Among those Dr. Waldbott examined was the Wiechec family, which lived near a brine pipeline about a halt‐mile from the Krugers. A combination of arthritis and bone growths, skin boils and other ailments had convinced the physician that illnesses out of the ordinary were occurring, possibly attributable to fluorides and bromides. The Wiechecs’ property was along a stretch of unengaging fields crisscrossed by swales and drainage ditches that had a brownish appearance to them, and carried occasional flecks of oil. These and other ditches, claimed Mrs. Kruger, recently had refused to freeze over even in subzero temperature. In the spring, deep puddles of groundwater flooded the Wiechecs’ front lawn and driveway. “Carol Jean took a sample of our water and they said it was way too high in fluorides,” she said. The state, however, had not checked her well.

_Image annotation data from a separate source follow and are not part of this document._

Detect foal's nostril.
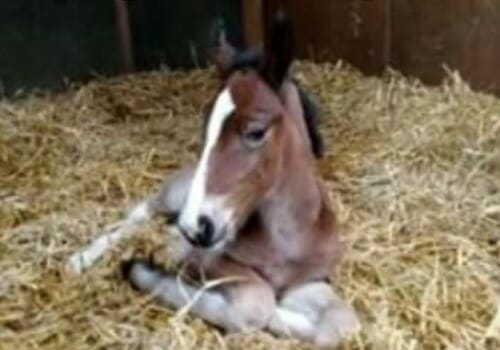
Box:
[196,215,215,247]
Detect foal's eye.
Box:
[243,127,267,149]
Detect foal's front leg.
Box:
[68,166,194,273]
[122,258,276,332]
[268,282,360,347]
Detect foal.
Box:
[69,13,358,346]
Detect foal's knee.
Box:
[228,284,276,332]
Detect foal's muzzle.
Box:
[178,215,216,248]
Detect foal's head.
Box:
[178,13,318,249]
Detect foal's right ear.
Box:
[211,19,236,79]
[263,9,293,90]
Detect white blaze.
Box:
[179,89,235,233]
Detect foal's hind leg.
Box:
[268,282,360,347]
[123,258,275,332]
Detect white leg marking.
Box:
[179,89,235,234]
[129,262,270,331]
[68,200,154,273]
[268,282,360,347]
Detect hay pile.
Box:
[0,63,500,350]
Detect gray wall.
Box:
[0,0,241,96]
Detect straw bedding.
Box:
[0,62,500,350]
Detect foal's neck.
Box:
[261,115,322,236]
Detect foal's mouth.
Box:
[177,225,229,251]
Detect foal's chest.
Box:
[228,226,330,290]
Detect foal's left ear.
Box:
[211,19,236,79]
[263,10,293,90]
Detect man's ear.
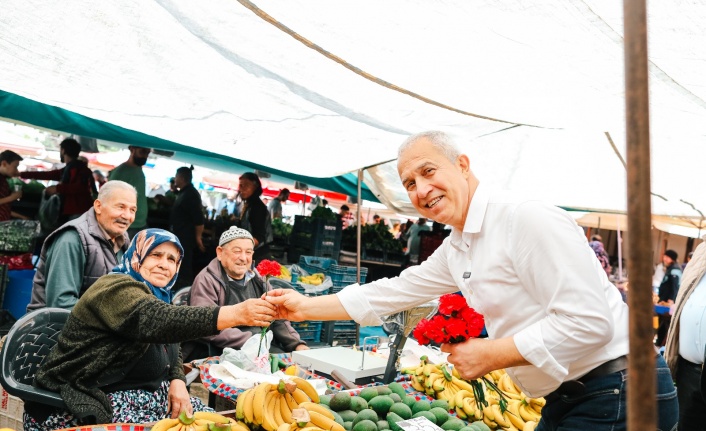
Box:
[456,154,471,176]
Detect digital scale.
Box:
[292,347,387,385]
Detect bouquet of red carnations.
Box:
[412,293,507,413]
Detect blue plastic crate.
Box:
[326,264,368,292]
[299,256,337,275]
[292,320,323,343]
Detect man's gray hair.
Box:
[96,180,137,202]
[397,130,461,162]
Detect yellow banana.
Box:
[309,411,345,431]
[152,419,181,431]
[490,404,512,428]
[194,412,230,424]
[252,383,272,425]
[242,388,255,423]
[463,398,483,421]
[530,397,547,410]
[518,403,540,422]
[279,394,292,423]
[292,377,319,403]
[272,392,287,429]
[451,377,473,393]
[284,391,299,414]
[507,400,526,429]
[299,401,334,419]
[235,389,252,420]
[262,391,279,431]
[454,389,473,407]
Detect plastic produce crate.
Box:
[0,389,24,431]
[292,320,323,343]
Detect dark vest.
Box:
[27,208,130,312]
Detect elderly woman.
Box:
[24,229,275,430]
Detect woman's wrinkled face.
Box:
[140,242,179,287]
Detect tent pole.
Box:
[355,169,363,284]
[623,0,657,431]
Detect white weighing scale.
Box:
[292,347,387,385]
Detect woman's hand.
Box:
[167,379,194,418]
[262,289,307,322]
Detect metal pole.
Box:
[623,0,657,431]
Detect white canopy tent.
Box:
[0,0,706,223]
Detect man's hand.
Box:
[233,298,278,326]
[441,338,529,380]
[263,289,307,322]
[167,379,188,418]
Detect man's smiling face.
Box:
[397,138,470,229]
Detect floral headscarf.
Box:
[112,229,184,303]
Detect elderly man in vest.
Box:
[182,226,308,358]
[27,181,137,312]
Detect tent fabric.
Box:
[0,90,378,202]
[0,0,706,216]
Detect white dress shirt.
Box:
[679,277,706,364]
[338,184,628,397]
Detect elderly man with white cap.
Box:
[184,226,308,355]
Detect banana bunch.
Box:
[276,401,345,431]
[152,412,250,431]
[400,356,545,431]
[277,265,292,281]
[299,272,325,286]
[235,377,319,431]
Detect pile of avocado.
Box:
[320,382,490,431]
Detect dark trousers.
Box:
[536,355,679,431]
[676,356,706,431]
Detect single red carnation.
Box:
[439,293,468,316]
[255,259,282,277]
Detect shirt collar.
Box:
[451,183,490,249]
[98,223,125,253]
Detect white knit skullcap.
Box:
[218,226,255,247]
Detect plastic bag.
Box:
[221,331,274,374]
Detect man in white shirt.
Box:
[269,132,678,431]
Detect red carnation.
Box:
[255,259,282,277]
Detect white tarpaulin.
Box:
[0,0,706,216]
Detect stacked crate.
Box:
[288,216,343,262]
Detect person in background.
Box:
[0,150,24,221]
[169,166,206,287]
[20,138,98,223]
[588,235,611,275]
[655,250,682,347]
[338,204,355,229]
[218,189,241,221]
[265,132,678,431]
[238,172,273,264]
[405,217,431,264]
[27,181,137,312]
[24,229,275,431]
[108,145,152,238]
[93,169,108,190]
[184,226,308,357]
[664,243,706,431]
[267,189,289,220]
[681,251,694,272]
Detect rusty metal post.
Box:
[623,0,657,431]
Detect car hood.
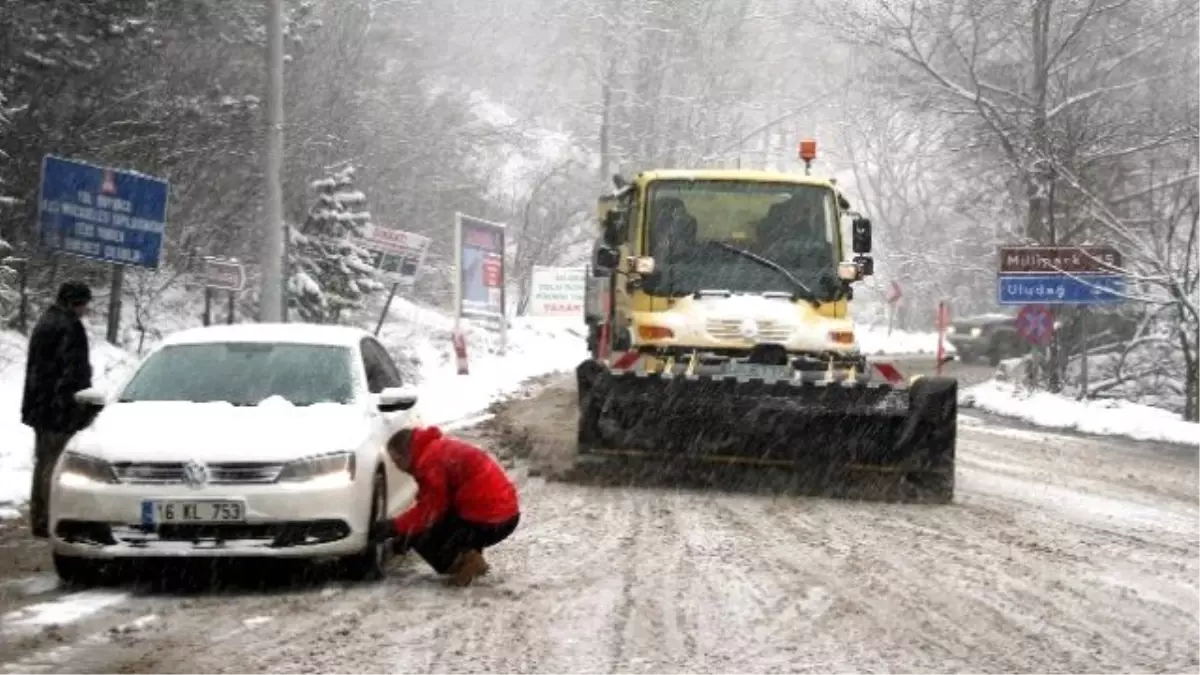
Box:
[71,401,368,462]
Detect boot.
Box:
[448,549,487,587]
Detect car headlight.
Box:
[277,453,354,483]
[59,452,118,486]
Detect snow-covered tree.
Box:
[288,166,383,323]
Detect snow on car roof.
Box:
[162,323,371,347]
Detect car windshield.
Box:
[646,180,839,294]
[121,342,354,406]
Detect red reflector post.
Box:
[871,363,904,384]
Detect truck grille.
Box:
[706,318,792,342]
[113,461,283,485]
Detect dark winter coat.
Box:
[394,426,518,536]
[20,305,91,432]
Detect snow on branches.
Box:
[288,166,383,323]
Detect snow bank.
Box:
[960,381,1200,446]
[856,324,954,356]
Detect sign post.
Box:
[888,281,904,335]
[528,265,588,318]
[37,155,170,345]
[455,213,509,354]
[196,256,246,325]
[996,246,1126,398]
[361,225,430,335]
[934,300,950,377]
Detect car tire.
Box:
[342,468,392,581]
[54,554,108,587]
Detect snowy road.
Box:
[0,369,1200,675]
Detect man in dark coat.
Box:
[372,426,521,586]
[20,281,91,538]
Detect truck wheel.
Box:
[54,554,108,589]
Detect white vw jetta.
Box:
[50,323,416,584]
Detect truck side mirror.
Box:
[604,210,625,247]
[851,216,871,253]
[592,246,620,273]
[854,256,875,277]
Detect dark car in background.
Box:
[946,313,1030,365]
[946,307,1138,366]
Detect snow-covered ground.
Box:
[854,324,954,356]
[961,380,1200,446]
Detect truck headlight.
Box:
[276,453,354,483]
[59,452,118,488]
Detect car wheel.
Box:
[54,554,108,587]
[342,470,391,581]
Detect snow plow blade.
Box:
[576,360,958,502]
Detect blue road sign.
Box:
[37,155,169,269]
[996,274,1126,305]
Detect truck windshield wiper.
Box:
[713,241,821,307]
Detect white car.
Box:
[50,323,416,585]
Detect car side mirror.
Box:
[74,387,108,408]
[592,245,620,271]
[376,387,416,412]
[851,216,871,253]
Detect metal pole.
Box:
[106,265,125,345]
[1076,307,1091,401]
[259,0,283,322]
[376,283,400,338]
[204,286,212,325]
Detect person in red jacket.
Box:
[372,426,521,586]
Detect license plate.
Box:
[725,362,792,380]
[142,500,246,525]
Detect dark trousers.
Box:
[29,429,73,538]
[406,512,521,574]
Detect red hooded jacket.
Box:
[395,426,520,536]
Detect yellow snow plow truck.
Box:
[576,162,958,502]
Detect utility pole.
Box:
[258,0,283,322]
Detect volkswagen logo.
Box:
[184,460,209,488]
[739,318,758,340]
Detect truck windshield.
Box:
[644,180,839,294]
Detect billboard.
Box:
[529,265,587,318]
[360,225,430,286]
[455,214,504,319]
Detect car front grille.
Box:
[704,318,792,342]
[113,461,283,485]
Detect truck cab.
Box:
[586,169,874,377]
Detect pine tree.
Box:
[288,166,383,323]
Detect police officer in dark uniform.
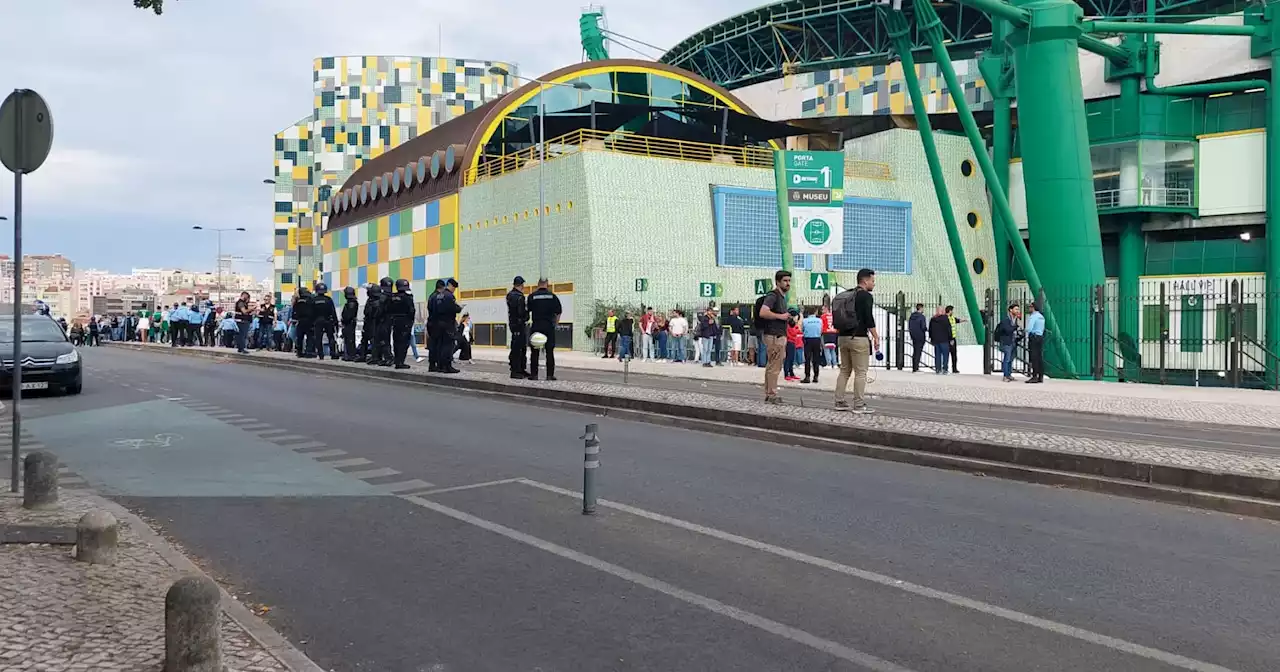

Whether or not the Wiechecs had been poisoned by their water, it was clear the family had its problems. Irene Wiechec, at 40, found herself, like her children, continually plagued with rashes, sore throat and hard skin boils she called “corebuckles.” She also related a history of six miscarriages and a partial hysterectomy. One of their children, Carl, had had a kidney removed; his other kidney was becoming sensitive, occasionally bleeding into his urine. A daughter, Rosemarie, missed much school because of kidney and bladder pains, and her mother said the child was embarrassed because her hair occasionally fell out in clumps. The other daughter, Becky, had an even more difficult time with teasing classmates. Several of her permanent teeth had been pulled because they were deformed — shaped like rabbit ears — and were made of black enamel. “The dentist just goes on shaking his head,” Irene stressed. “It’s something she can’t help — and me,I can’t help.”